I just read an email “peta” sent me, about animals being tested in laboratories. And I cried from it. It is SO sad what psychology students do to animals in order to get information.
I remember at university, we talked about a lot of these psychology experiments on animals, because many of them were mentioned in our textbooks.
For example, there were baby monkeys who were separated from their mothers. Some of the babies were given a wire surrogate mother with a bottle, and some were given a cloth-covered mother with a bottle.
You can find out more from the link below. The results of the experiment are actually really interesting, even though the experiment is quite mean: http://en.wikipedia.org/wiki/Harry_Harlow
This rhesus monkey study wasn’t uncontroversial among animal activists. But of course, if this was done to a human baby it would be even more of an outrage.
Anyway, when we discussed these kinds of studies in class, I got the strong sense that no matter how much these psychological experiments improved the lives of people, they can’t be worth it if animals have to suffer. I got the feeling these experiments were wrong. I don’t believe that much is wrong (because right/wrong is mostly subjective and depends on upbringing, culture and having the mental and linguistic capacity to conceive of/think of morality…for example, humans believe incest is “wrong” but rabbits seriously are incestuous all the time. I should know because I once had a large family of rabbits when I was a child) but I do believe that knowingly inflicting pain on others is almost always wrong. That’s not to say I’ve never hit someone, or that it didn’t feel good during and after. It was still wrong of me, according to my one small piece of moral advice.
Another experiment that one of my professors took part in involved cutting a rat’s head open to remove a part of its brain, and transferring that bit of brain to another rat to see if it would change the biological rhythms of the recieving rat (it’s so easy to sound clinical when talking about psychology and it’s easy to sound sensational and trigger emotion when you’re peta…wording can really provoke specific reactions…when I talk clinically, I feel less emotional about the rats. But, if someone were to describe the experiment like peta does here, I would cry: http://www2.peta.org/site/MessageViewer?em_id=137829.0&dlv_id=0&pgwrap=n) Maybe that explains why psych students don’t seem very shocked by experiments on animals (FYI: the animals are usually killed after they are used in an experiment. I also feel like crying (I cry a lot, obviously) when I go to zoos, aquariums, when I see animals in cages, birds with broken wings, documentaries about farms. You get the idea.
I don’t know how I can care about a guy who was an asshole to me, or putting out a new album or what outfit I’m going to wear when things that are so much more urgent important are constantly happening. I think it’s thinking about the small things (see above) that make life digestible and easy and even though most people realize that things like nuclear/environmental disasters happen, or people/animals are abused, it’s easier to distract one’s self and get rid of the anxious feelings one might have about these issues. Also i guess it helps that we often don’t know the people or animals who are suffering. If my family member or pet was suffering, I know I would try harder to relieve this suffering than if it was happening to someone living far away and out of sight.
But some problems are urgent, and I don’t want to live my life without fighting for a worthy cause. But I think the reason why talking about these things IS soooo frowned upon is because it makes people feel anxious (including me!!!!) until something is done to remedy the situation, but we all realize there are many situations that are troublesome. And one person or one organization can’t fix everything. These problems are overwhelming and uncomfortable to talk about. It’s easier to make jokes, have fun, and distract yourself. I do this too, and I can’t imagine life without fun, distractions, and jokes.
And there’s also the issue of many people thinking that people are the centre of the world. Sure, it’s a nice position humans are in. Many of us can go to the grocery store for a meal without thinking long about where our food comes from (though I would guess we all know because there’s been so many documentaries on this topic).

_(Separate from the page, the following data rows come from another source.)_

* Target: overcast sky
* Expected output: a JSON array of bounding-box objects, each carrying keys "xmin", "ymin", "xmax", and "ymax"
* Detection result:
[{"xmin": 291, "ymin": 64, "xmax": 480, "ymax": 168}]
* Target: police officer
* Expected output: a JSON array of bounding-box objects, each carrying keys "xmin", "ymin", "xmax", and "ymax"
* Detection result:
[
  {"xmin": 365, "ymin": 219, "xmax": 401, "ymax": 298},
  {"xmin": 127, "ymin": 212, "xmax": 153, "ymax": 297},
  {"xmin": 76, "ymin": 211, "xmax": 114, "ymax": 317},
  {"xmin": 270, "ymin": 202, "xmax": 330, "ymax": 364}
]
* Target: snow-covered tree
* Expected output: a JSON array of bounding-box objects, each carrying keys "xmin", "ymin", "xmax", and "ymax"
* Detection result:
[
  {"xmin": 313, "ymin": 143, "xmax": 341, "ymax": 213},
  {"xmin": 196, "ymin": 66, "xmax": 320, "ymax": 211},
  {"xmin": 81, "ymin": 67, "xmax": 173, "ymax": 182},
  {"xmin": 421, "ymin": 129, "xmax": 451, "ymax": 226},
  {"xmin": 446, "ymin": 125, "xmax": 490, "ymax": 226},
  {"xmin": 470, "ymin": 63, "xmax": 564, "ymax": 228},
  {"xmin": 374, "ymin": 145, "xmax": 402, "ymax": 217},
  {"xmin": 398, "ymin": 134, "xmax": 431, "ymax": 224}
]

But from an evolutionary standpoint, people haven’t been around very long at all, and why humans would be above any other animal is beyond me. If someone were to argue that humans are better because humans are more intelligent or more spiritual than animals, first of all I will say I don’t even believe in the idea of a spirit. What are people even talking about when they say they’re “spiritual” but not religious? I have no idea… And maybe humans know how to do math better than a cockroach or a dog, but in my point of view, knowing how to survive is a big part of intelligence. And people are knowingly destroying their environment because it’s built into our social systems to do so, and because it’s somewhat socially acceptable. And people still argue that capitalism works, even though the economy is collapsing. Even people that work for millionaire companies but are only paid 6-10 dollars an hour will argue for capitalism. Because people wouldn’t work as hard if the system wasn’t competitive? I would rather work hard for people I like and can depend on than a company who pays me slightly above the lowest wage allowed. And there are many humans one might consider “stupid”, even with the now enlarged spectrum of different types of made up intelligence (eg. “emotional intelligence”). What about human babies? That’s the only humor you’re going to get in this rant, by the way. But seriously, if human superiority is about intelligence, why should I eat a cow rather than a human baby? I mean, I don’t want to eat either one but an adult cow might seriously be smarter than a human baby.